The president has made some progress, as he will remind voters in the campaign. Mineral-rich Katanga province has seen large-scale scooping and shovelling. But the provinces of North and South Kivu, studded with gold and other metals, are in turmoil. This could damage his re-election prospects and Congo’s chances of recovery. Kivu is where the war started and where many old demons still lurk.
The dusty streets of Goma, North Kivu’s capital and a mining hub, illustrate Congo’s ills. Metals dealerships dominated the city’s economy until last year but are mostly padlocked now. Repair shops and bars that relied on mining business are empty. So are most public offices. Local government, financed by mining taxes, is insolvent; salaries have not been paid in full for months.
In the past year Goma has suffered a miserable decline. Hundreds of mines in the surrounding countryside have cut output by as much as 95%. At the Humule coltan mine a few gumbooted miners scramble up a red-earth ravine where last year there were thousands. Most stopped coming because they could no longer find buyers for their nuggets of coltan, a metal used in electronic gadgets. They blame what they call “the American law”.
An obscure provision in the 2010 Dodd-Frank banking act forces companies listed in America to disclose the exact source of metals procured from Congo. The intention behind the law was good. Congolese militias and rogue army units, whose members rape and murder with abandon, finance themselves through mining and extortion from miners. The law tries to shame big buyers, such as Apple and Motorola, who use Congolese coltan, into dealing only with bona fide suppliers. But the effect has been to frighten them away from Congo altogether.
So the local economy has dropped off a cliff. Some unemployed miners had been expected to join militias, though evidence that they have done so is scant. Still, militia leaders and corrupt army commanders targeted by the Dodd-Frank law are doing rather well. Unlike legitimate dealers, they run smuggling networks and take metals across borders to sell them. Officials in Burundi, Kenya, Rwanda and Uganda are complicit or turn a blind eye.
Many Congolese think that American congressmen and the human-rights people who lobby them are making a bad situation worse. They denounce the Enough Project, a group backed by several Hollywood stars, that was instrumental in imposing what they call a de facto embargo.
But the status quo was hardly tenable. The Kivus are infested with more than a dozen armed groups who feed off mining. A regional map at the UN compound in Goma shows insurgencies within insurgencies. “There is no security here,” admits a Western aid worker. The UN’s 19,000 peacekeepers are demoralised and itching to go. Mr Kabila would not stop them.

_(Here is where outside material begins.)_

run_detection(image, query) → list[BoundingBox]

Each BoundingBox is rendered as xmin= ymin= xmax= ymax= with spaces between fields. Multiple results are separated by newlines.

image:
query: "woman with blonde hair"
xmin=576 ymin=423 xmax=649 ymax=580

So it is all the more crucial to get foreign firms to help solve Congo’s problems. They need assistance also from neighbouring countries and international organisations. Distinguishing between legitimate miners and rogues is hard. A variety of new schemes are being tested, including a mine-inspection regime and the certification of dealers. But how to do this in a place with few roads, rampant corruption and the constant threat of militia attacks?
Mr Kabila has failed to start building a proper state or to demobilise all militias and create a proper army. His re-election will be welcome only in so far as it will probably retain a measure of stability. Most of Congo has been a bit more secure since he was first elected in 2006. But the turbulent eastern part has barely improved. Militia leaders and rogue army commanders still control swathes of it. The president’s biggest test is whether companies such as Apple and Motorola start buying Congolese minerals again. If not, the gap between economic potential and the people’s misery will continue to widen.